What if the automotive industry builds autonomous vehicles and no one wants them?  What if no one trusts them well enough to want to own one or ride in one?  This is precisely what was addressed at the recent World Congress Experience.  The lack of regulations, be they national, state, regional or local is definitely a hindrance to the adoption of a more autonomous future.

Even if regulations get drafted here and there, they may not be consistent from location to location.  This can be as bad as not having regulations at all.  Developing and manufacturing a vehicle that will adhere to regulations in one county while not meeting them in another state is not cost effective.  In fact, it is likely cost prohibitive.

How and when regulations should be drafted is not necessarily an easy question to answer.  Write regulations too early, and they may not address the vehicles that actually end up on the street.  Write regulations too late, and a variety of “standards” may already be in production or in people’s hands.

To help move the industry in a common direction, SAE International has established the Automated Vehicle Safety Consortium.  This Consortium, joined by Ford, GM and Toyota, will:

work to help safely advance the testing, precompetitive development, and deployment of SAE Level 4 and 5 automated vehicles. The AVSC will provide a safety framework around which autonomous  technology can responsibly evolve in advance of broad deployment, ultimately helping to inform and accelerate the development of industry standards for autonomous vehicles (AVs) and harmonize with efforts of other consortia and standards bodies.

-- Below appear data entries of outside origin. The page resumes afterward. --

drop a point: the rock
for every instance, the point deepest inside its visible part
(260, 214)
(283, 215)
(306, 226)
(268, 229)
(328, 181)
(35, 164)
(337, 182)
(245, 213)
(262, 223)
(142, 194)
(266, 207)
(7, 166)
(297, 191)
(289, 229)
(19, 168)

The consortium will leverage the expertise of current and future members to establish a set of AV safety guiding principles to help inform standards development. The first output from the AVSC will be a roadmap of priorities, applicable to developers, manufacturers, and integrators of automated vehicle technology and focusing on data sharing, vehicle interaction with other road users, and safe testing guidelines.

These are lofty goals and might help lead the industry in the right direction.  It would allow the industry to take a step toward self-regulation or at least toward taking an active role in writing the rules by which the industry would have to play.  Having the industry so involved is certainly a good idea.  Adding other stakeholders may further benefit the industry to get a broad perspective on the issues that it will face.

The Autonomous future seems to inch closer every day.  But we are still a long way from seeing what it will look like.  We are equally far from knowing if people will fully embrace this new technology, especially if they lack the confidence in its safety and efficacy.